If we discount either of these, then what we are left with is people who bought the rum(s) for purposes of their own that have little to do with drinking or sharing: collectors or flippers with deep pockets and shallow knowledge bases who think they can recoup their money in a few months by relisting the bottle(s). I think they will be in for a shock at that point. Ten years from now, who knows?  Ten months, however…nah. 

Let’s be fair though. This is an Opinion, a conjecture on my part, caused by my not being in possession of enough facts (the big one being – who the hell bid, and paid, those prices?). I could be completely out to lunch.  Maybe there really are some trust fund babies out there who bid against each other (at the close there were 100 bids on the “Einstein” and they sure weren’t me or anyone I know), some petro-billionaires who got tired of buying paintings like “Salvatore Mundi” and didn’t want to fork out for an entire distillery, some teenage Silicon Valley types who just got vested, or a newly minted tuhao who is now putting together the ultimate spirits collection. For them, this is a rounding error in the petty cash, not the serious money it is for most of us proles.

I just can’t help but wonder. Like Ian, who in that above-mentioned post cautioned buyers about auctions, I’ve been uneasily watching the climb of online prices ever since Rum Auctioneer and Catawiki and other auction sites opened for business over the last few years: at the high end, the real rum lovers no longer stand a chance to buy the good stuff – more and more I get the feeling that it’s collectors, speculators and flippers doing the buying (and reselling), early buyers of favoured rum producers selling their collections because of those same prices and because they need the money, or bids being inflated by people who have no intention of being left holding the bag. Maybe it’s all bottle collection, or a flipper’s long game. I hope not.

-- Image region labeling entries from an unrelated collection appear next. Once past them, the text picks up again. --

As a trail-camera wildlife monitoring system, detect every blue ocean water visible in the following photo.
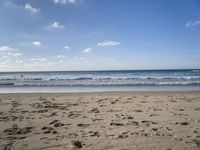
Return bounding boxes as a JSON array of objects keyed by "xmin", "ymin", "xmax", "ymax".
[{"xmin": 0, "ymin": 69, "xmax": 200, "ymax": 93}]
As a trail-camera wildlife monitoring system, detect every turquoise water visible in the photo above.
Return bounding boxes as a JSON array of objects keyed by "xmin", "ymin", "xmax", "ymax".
[{"xmin": 0, "ymin": 69, "xmax": 200, "ymax": 93}]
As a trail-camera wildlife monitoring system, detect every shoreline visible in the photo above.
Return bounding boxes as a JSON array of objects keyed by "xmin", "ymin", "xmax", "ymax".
[
  {"xmin": 0, "ymin": 90, "xmax": 200, "ymax": 95},
  {"xmin": 0, "ymin": 91, "xmax": 200, "ymax": 150}
]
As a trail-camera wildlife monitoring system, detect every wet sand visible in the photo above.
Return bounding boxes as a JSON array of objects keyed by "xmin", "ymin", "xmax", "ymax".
[{"xmin": 0, "ymin": 92, "xmax": 200, "ymax": 150}]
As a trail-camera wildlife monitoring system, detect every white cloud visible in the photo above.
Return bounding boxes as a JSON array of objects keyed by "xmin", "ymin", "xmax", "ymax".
[
  {"xmin": 8, "ymin": 53, "xmax": 23, "ymax": 57},
  {"xmin": 97, "ymin": 40, "xmax": 121, "ymax": 47},
  {"xmin": 56, "ymin": 55, "xmax": 65, "ymax": 59},
  {"xmin": 71, "ymin": 57, "xmax": 91, "ymax": 64},
  {"xmin": 54, "ymin": 0, "xmax": 77, "ymax": 4},
  {"xmin": 51, "ymin": 22, "xmax": 64, "ymax": 29},
  {"xmin": 83, "ymin": 48, "xmax": 92, "ymax": 53},
  {"xmin": 24, "ymin": 3, "xmax": 40, "ymax": 14},
  {"xmin": 185, "ymin": 20, "xmax": 200, "ymax": 27},
  {"xmin": 64, "ymin": 46, "xmax": 70, "ymax": 49},
  {"xmin": 32, "ymin": 41, "xmax": 42, "ymax": 46},
  {"xmin": 0, "ymin": 46, "xmax": 17, "ymax": 52},
  {"xmin": 31, "ymin": 57, "xmax": 49, "ymax": 64}
]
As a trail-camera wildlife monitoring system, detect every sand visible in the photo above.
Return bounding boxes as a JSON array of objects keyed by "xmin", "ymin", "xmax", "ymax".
[{"xmin": 0, "ymin": 92, "xmax": 200, "ymax": 150}]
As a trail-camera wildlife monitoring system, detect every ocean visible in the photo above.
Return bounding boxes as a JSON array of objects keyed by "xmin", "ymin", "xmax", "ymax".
[{"xmin": 0, "ymin": 69, "xmax": 200, "ymax": 93}]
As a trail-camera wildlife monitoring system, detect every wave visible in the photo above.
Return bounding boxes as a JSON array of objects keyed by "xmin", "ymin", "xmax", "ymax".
[
  {"xmin": 0, "ymin": 81, "xmax": 200, "ymax": 87},
  {"xmin": 0, "ymin": 76, "xmax": 200, "ymax": 81}
]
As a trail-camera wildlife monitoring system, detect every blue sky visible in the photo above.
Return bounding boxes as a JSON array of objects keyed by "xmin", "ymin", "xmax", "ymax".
[{"xmin": 0, "ymin": 0, "xmax": 200, "ymax": 71}]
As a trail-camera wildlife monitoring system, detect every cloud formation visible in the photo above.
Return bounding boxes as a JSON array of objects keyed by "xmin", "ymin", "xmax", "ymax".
[
  {"xmin": 185, "ymin": 20, "xmax": 200, "ymax": 27},
  {"xmin": 54, "ymin": 0, "xmax": 77, "ymax": 4},
  {"xmin": 32, "ymin": 41, "xmax": 42, "ymax": 46},
  {"xmin": 64, "ymin": 46, "xmax": 70, "ymax": 49},
  {"xmin": 97, "ymin": 40, "xmax": 121, "ymax": 47},
  {"xmin": 0, "ymin": 46, "xmax": 17, "ymax": 52},
  {"xmin": 51, "ymin": 22, "xmax": 64, "ymax": 29},
  {"xmin": 83, "ymin": 48, "xmax": 92, "ymax": 53},
  {"xmin": 24, "ymin": 3, "xmax": 40, "ymax": 14}
]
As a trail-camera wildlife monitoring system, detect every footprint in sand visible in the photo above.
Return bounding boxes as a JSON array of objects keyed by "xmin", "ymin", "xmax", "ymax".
[{"xmin": 49, "ymin": 120, "xmax": 65, "ymax": 128}]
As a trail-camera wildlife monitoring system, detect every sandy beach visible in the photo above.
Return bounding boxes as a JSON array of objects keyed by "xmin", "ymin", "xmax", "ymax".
[{"xmin": 0, "ymin": 92, "xmax": 200, "ymax": 150}]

Whatever the case, Dark Matter’s final hammer price bore no relation to any objective reality and seems to be a victory of money over sense (or appreciation). It’s often said that in investing, past performance is no real guide to future returns.  The lesson we can draw from this situation is that a nonexistent past performance can now generate major present value, and the future can look after itself.  We should all worry about that.


In closing:

Normally we don’t know if a rum was bought just so it could be turned around and recycled the very next month, but here we actually do: because there’s only one of each of the Nine.  If they pop back up for sale, we’ll know why they were bought.  If not, then we’ll be able to understand that too. Maybe that’s the best we rum aficionados can hope for, that one day the price of the Nazgul will seep back to some semblance of normalcy so we can buy them and decide whether they’re piss or poison…or something that somehow earns that incredible value.  I won’t be holding my breath.


Disclaimer: I want to make it very clear that I am neither accusing nor making slanderous claims about any action taken by the parties mentioned in this post.  This is an opinion piece that wonders what  possibly could have happened, and why, and is a work of speculation.


Footnotes

  1. The “Burrell” and the “Sly” were both charitable auctions and non-commercial sales, meant to raise money for worthy causes; aside from publicity, Foursquare got no cut of the proceeds.

  5 Responses to “Opinion – Canny or Crazy? Dark Matter’s Auction Prices”

  1. Veery good observation!

  2. Great write-up. I’ll definitely be keeping my eye out for any of these showing up again in future.

  3. Many years ago switched from whisky into rum. Got some nice bottles to drink. But the last years are completely silly.
    Crazy prices all over the place. Perhaps that is the real value of a 20 30 year old rum but current prices just disappoint.
    Nowadays only buy normal well priced rums (clairin etc).

    I hope this period will change but somehow it does not seem it will.